PWMJATENG.COM, WONOSOBO — Persatuan Sepak Bola Hizbul Wathan (PSHW) Kabupaten Wonosobo mulai berburu talenta lokal melalui kejuaraan sepak bola antar-PCM dan AUM yang digelar oleh LSBO PDM Wonosobo di Stadion Gelora Pancasila pada Selasa (21/7/2026).
Turnamen yang berlangsung meriah di Stadion Gelora Pancasila Wonosobo ini tidak sekadar menjadi ajang kompetisi antarwarga. Lebih dari itu, jajaran pengurus memproyeksikan kejuaraan tersebut sebagai wadah pencarian talenta muda berbakat di lapangan hijau.
Pelatih PSHW Wonosobo, Johan Efendi, menegaskan fokus utama dari gelaran kompetisi ini. Pihaknya membidik lahirnya atlet-atlet potensial yang siap membela daerah di tingkat yang lebih tinggi.
“Melalui kejuaraan Piala PDM Wonosobo ini, kami berharap muncul bibit-bibit pemain sepak bola. Merekalah yang nantinya menjadi embrio terbentuknya kesebelasan PSHW Kabupaten Wonosobo,” ujar Johan Efendi.
Menjaring Potensi dari Cabang dan Amal Usaha
Kompetisi antarcabang ini melibatkan persaingan sengit dari 11 Pimpinan Cabang Muhammadiyah (PCM) serta 4 Amal Usaha Muhammadiyah (AUM). Tim-tim tangguh seperti PCM Selomerto, PCM Sapuran, PCM Kejajar, hingga PCM Kaliworo sukses menunjukkan performa terbaik mereka sepanjang laga.
Selain persaingan di atas lapangan, antusiasme masyarakat yang memadati Stadion Gelora Pancasila Wonosobo juga menjadi sorotan. Warga dari berbagai wilayah hadir berbondong-bondong untuk memberikan dukungan secara tertib dan kondusif.
Johan Efendi menambahkan bahwa antusiasme tinggi dari para suporter menunjukkan keberhasilan ajang ini dalam mencapai sasaran utamanya. Olahraga terbukti menjadi media yang efektif untuk menyatukan masyarakat.
“Alhamdulillah sasaran tercapai. Warga Muhammadiyah dari masing-masing peserta berbondong-bondong hadir di Stadion Gelora Pancasila Wonosobo untuk menyaksikan pertandingan dengan tertib,” terang Johan Efendi.

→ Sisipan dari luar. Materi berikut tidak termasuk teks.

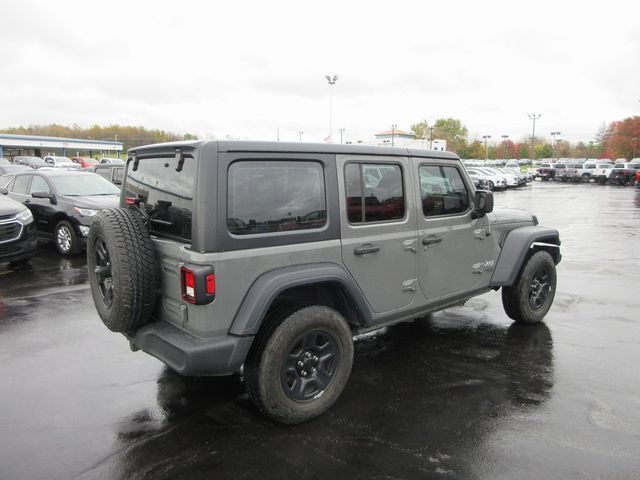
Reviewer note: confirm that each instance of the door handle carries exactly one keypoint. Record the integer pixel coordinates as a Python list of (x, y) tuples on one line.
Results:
[(431, 240), (366, 248)]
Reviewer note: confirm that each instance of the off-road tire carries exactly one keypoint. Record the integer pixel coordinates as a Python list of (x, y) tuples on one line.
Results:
[(129, 269), (517, 299), (64, 228), (265, 364)]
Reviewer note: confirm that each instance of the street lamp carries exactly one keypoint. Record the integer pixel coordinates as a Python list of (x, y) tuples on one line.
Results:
[(534, 117), (504, 139), (486, 152), (554, 141), (332, 81)]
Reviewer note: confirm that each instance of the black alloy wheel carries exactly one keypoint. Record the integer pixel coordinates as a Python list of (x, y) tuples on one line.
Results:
[(539, 288), (310, 365), (102, 271)]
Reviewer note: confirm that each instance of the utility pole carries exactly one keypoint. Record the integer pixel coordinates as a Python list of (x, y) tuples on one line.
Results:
[(553, 146), (486, 151), (534, 117), (504, 139), (332, 81)]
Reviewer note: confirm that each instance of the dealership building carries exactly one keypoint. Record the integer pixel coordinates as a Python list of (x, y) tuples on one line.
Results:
[(16, 145)]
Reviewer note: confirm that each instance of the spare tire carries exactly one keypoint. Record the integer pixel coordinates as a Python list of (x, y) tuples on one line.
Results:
[(122, 269)]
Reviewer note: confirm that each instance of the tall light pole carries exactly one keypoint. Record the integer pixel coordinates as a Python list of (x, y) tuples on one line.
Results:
[(555, 140), (534, 117), (504, 139), (332, 81), (486, 152)]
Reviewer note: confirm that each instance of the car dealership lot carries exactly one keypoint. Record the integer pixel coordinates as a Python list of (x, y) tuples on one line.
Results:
[(464, 395)]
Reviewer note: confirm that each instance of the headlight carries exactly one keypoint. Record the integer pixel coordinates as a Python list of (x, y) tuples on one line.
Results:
[(87, 212), (25, 216)]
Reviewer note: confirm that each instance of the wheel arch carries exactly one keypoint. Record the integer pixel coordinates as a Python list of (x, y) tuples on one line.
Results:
[(323, 283), (518, 247)]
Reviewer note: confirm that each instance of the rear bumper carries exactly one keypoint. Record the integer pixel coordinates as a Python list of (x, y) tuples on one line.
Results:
[(191, 355)]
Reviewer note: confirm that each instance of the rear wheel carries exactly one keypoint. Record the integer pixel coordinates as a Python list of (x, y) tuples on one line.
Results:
[(530, 298), (299, 364)]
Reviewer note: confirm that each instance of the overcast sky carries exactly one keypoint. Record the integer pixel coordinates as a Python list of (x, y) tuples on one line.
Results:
[(248, 68)]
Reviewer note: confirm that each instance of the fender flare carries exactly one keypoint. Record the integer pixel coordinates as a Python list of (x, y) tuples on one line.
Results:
[(268, 286), (515, 249)]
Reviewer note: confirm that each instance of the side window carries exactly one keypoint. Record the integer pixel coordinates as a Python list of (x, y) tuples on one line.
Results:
[(39, 184), (443, 191), (375, 192), (275, 196), (21, 184)]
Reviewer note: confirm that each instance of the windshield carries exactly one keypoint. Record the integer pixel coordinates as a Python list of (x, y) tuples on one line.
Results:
[(84, 184)]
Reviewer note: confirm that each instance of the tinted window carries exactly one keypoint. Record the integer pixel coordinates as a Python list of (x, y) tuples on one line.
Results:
[(165, 193), (268, 197), (39, 184), (21, 184), (443, 191), (375, 192)]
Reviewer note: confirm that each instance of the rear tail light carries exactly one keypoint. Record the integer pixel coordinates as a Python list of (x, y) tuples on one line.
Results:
[(198, 284)]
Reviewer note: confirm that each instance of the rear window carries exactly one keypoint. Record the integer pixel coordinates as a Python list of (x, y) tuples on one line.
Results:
[(275, 196), (165, 193)]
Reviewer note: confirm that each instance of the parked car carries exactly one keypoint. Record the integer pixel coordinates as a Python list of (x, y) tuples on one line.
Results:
[(85, 162), (5, 169), (113, 173), (33, 162), (63, 203), (195, 268), (61, 162), (112, 161), (623, 173), (18, 234)]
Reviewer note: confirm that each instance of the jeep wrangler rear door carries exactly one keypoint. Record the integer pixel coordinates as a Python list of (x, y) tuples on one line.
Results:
[(379, 242)]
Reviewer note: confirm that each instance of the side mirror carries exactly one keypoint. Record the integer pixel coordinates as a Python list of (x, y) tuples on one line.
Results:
[(483, 203), (50, 196)]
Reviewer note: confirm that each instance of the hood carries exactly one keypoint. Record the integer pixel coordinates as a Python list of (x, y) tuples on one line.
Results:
[(502, 215), (95, 202), (8, 206)]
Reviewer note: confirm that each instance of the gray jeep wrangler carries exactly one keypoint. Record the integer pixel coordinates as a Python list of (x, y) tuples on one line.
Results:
[(270, 257)]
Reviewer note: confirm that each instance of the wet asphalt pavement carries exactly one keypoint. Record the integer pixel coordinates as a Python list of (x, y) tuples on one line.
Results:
[(464, 395)]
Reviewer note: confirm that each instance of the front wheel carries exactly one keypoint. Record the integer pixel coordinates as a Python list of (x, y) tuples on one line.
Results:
[(530, 298), (299, 364), (65, 238)]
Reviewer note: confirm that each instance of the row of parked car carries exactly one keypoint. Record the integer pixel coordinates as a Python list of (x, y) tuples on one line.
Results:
[(601, 171), (497, 178), (55, 199)]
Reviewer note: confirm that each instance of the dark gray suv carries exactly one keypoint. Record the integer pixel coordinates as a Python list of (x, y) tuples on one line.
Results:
[(272, 256)]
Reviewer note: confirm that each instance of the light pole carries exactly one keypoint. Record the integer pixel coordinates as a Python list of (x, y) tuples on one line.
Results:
[(504, 139), (332, 81), (555, 140), (534, 117), (486, 152)]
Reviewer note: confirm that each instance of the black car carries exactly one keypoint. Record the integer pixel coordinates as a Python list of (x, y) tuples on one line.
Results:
[(18, 235), (64, 203)]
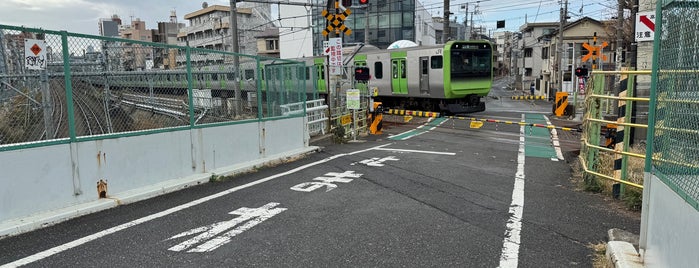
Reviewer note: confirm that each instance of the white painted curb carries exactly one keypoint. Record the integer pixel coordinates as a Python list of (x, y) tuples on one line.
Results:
[(623, 255)]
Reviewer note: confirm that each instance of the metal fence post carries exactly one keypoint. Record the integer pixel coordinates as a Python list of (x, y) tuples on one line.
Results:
[(188, 52), (69, 86)]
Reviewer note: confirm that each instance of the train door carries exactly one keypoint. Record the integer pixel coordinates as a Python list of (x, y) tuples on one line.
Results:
[(360, 62), (424, 75), (399, 84)]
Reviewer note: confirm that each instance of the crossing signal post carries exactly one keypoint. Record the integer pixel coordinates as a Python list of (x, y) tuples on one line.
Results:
[(361, 74), (581, 72)]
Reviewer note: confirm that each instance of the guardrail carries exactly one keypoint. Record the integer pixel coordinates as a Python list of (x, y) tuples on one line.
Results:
[(316, 114)]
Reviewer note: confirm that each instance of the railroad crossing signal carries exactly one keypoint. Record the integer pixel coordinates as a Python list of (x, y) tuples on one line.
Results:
[(594, 51), (336, 20)]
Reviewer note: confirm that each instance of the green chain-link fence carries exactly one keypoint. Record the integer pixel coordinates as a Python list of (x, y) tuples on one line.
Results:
[(93, 86), (675, 96)]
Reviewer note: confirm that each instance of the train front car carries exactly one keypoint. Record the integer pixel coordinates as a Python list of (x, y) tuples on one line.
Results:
[(468, 76)]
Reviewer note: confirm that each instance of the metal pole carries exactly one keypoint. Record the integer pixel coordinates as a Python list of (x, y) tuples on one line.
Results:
[(446, 31), (366, 24), (46, 104), (564, 14), (236, 64)]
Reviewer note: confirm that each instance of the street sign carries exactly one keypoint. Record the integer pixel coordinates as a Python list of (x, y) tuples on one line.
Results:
[(335, 55), (645, 26), (35, 54), (353, 99), (326, 48)]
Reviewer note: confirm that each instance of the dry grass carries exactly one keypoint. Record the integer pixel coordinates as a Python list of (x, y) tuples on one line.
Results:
[(605, 165)]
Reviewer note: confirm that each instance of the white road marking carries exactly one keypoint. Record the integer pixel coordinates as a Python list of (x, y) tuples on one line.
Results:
[(556, 143), (75, 243), (377, 162), (413, 151), (253, 216), (326, 181), (417, 133), (509, 256)]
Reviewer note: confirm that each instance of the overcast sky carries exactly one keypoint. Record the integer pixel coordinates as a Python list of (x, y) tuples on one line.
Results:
[(81, 16)]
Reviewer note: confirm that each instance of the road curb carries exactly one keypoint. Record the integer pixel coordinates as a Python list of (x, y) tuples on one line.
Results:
[(623, 255)]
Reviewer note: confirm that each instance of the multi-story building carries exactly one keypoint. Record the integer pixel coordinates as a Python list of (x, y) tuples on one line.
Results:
[(388, 21), (167, 34), (13, 52), (575, 34), (209, 27), (540, 62), (458, 30), (268, 43), (532, 49), (501, 55), (109, 26)]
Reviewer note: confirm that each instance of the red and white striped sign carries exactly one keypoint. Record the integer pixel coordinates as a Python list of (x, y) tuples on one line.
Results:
[(645, 26)]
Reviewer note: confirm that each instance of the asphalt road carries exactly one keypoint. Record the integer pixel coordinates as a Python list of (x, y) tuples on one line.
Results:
[(443, 195)]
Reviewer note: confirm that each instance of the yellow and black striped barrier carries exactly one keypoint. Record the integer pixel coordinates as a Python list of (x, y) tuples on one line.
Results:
[(528, 97), (515, 123), (411, 113)]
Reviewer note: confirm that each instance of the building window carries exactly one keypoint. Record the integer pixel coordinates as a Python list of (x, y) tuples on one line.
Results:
[(378, 70), (271, 44), (528, 52), (436, 62)]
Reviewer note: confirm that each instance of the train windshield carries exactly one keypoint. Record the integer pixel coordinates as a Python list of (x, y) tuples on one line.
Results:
[(471, 60)]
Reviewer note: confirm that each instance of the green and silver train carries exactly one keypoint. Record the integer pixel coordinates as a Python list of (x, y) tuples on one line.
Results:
[(447, 78), (451, 78)]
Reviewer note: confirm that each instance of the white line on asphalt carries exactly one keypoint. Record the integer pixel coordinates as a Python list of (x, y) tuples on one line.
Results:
[(414, 151), (58, 249), (419, 127), (556, 143), (510, 248)]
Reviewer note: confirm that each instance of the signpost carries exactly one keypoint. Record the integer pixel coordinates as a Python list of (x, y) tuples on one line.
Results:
[(645, 26), (335, 54), (353, 103), (35, 54)]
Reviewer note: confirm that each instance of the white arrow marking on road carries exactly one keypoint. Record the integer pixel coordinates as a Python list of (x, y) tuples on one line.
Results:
[(254, 216), (378, 162), (326, 181)]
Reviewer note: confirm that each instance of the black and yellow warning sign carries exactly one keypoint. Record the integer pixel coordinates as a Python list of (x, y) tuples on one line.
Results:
[(337, 20)]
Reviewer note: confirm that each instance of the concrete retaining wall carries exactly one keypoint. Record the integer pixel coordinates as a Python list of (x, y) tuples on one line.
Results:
[(39, 180), (670, 228)]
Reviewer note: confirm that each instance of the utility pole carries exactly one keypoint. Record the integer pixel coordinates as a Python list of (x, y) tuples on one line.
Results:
[(562, 21), (446, 31), (468, 36), (233, 19), (619, 40), (366, 24)]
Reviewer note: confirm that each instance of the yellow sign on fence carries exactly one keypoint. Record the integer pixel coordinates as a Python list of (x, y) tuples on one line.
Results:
[(346, 119)]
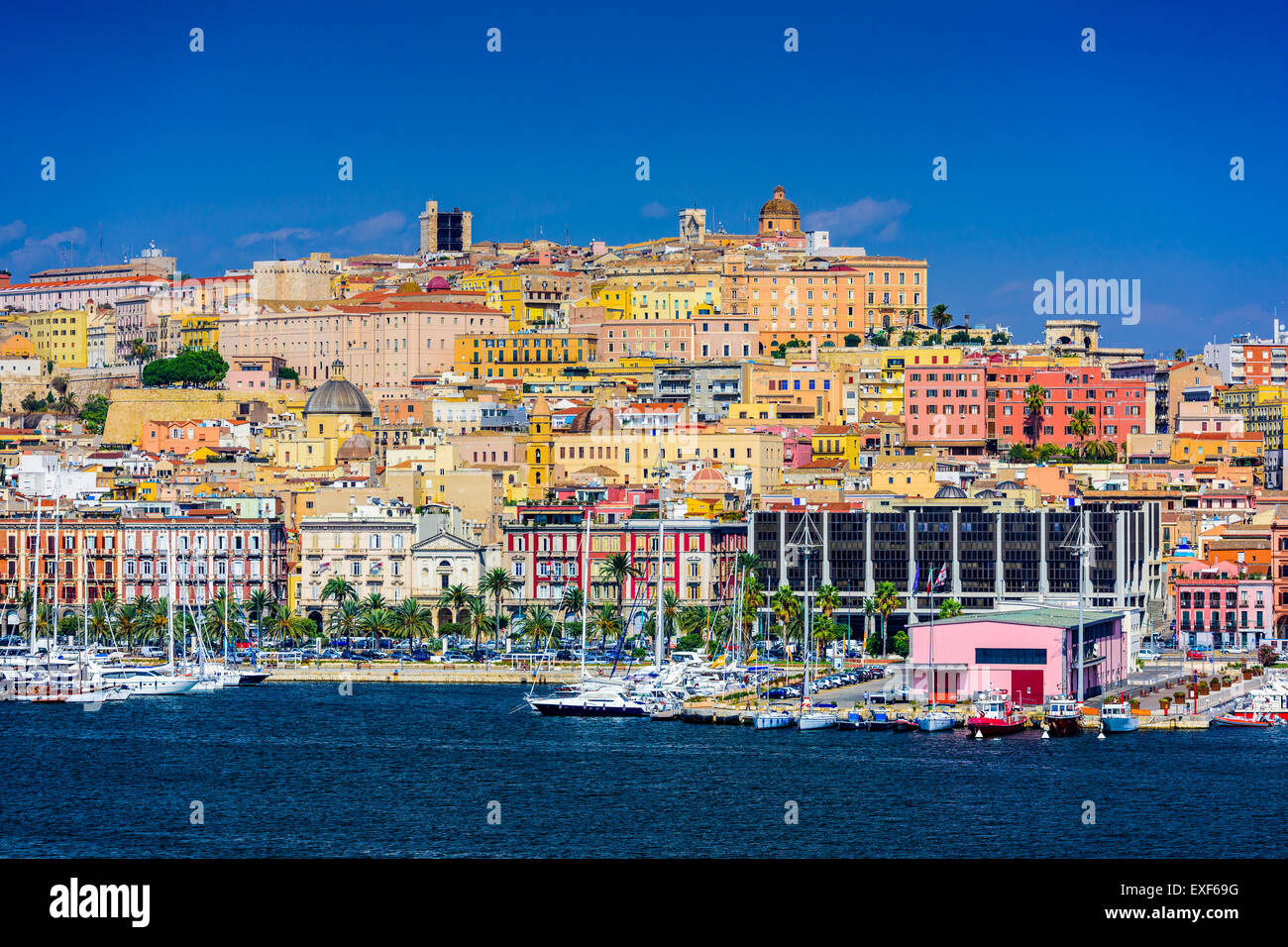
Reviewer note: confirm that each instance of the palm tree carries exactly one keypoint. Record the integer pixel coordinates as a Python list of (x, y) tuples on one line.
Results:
[(1034, 399), (412, 620), (940, 317), (870, 611), (539, 621), (343, 621), (617, 569), (604, 621), (456, 598), (477, 616), (374, 602), (887, 600), (340, 589), (99, 620), (572, 602), (258, 603), (1080, 424), (214, 618), (128, 622), (497, 582)]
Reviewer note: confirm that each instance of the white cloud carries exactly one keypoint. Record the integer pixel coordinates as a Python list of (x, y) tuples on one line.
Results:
[(281, 235), (13, 231), (374, 227), (864, 215)]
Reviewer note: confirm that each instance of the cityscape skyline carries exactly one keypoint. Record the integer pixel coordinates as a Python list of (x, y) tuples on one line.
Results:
[(1093, 133)]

Nilai Kepemimpinan dan Sarana Dakwah
Di sisi lain, kejuaraan sepak bola ini mengandung makna filosofis yang mendalam bagi tata kelola organisasi. Lapangan hijau menjadi sarana pembelajaran taktik, strategi, sekaligus kerja sama tim yang nyata.
Ketua PDM Wonosobo, Bambang Wen, menilai bahwa setiap pertandingan memberikan pelajaran hidup yang sangat berharga. Nilai-nilai disiplin dalam berolahraga selaras dengan semangat mengelola persyarikatan.
“Di balik 90 menit di lapangan hijau, ada banyak pelajaran hidup yang sangat relevan dengan kita dalam mengelola persyarikatan,” ujar Bambang Wen.
Bambang Wen menambahkan bahwa kejuaraan ini efektif memupuk ukhuwah, kekompakan, dan kerja sama antarwarga. Melalui semangat olahraga, PDM Wonosobo optimistis pembentukan kerangka tim PSHW Wonosobo dapat berjalan solid dan berkelanjutan.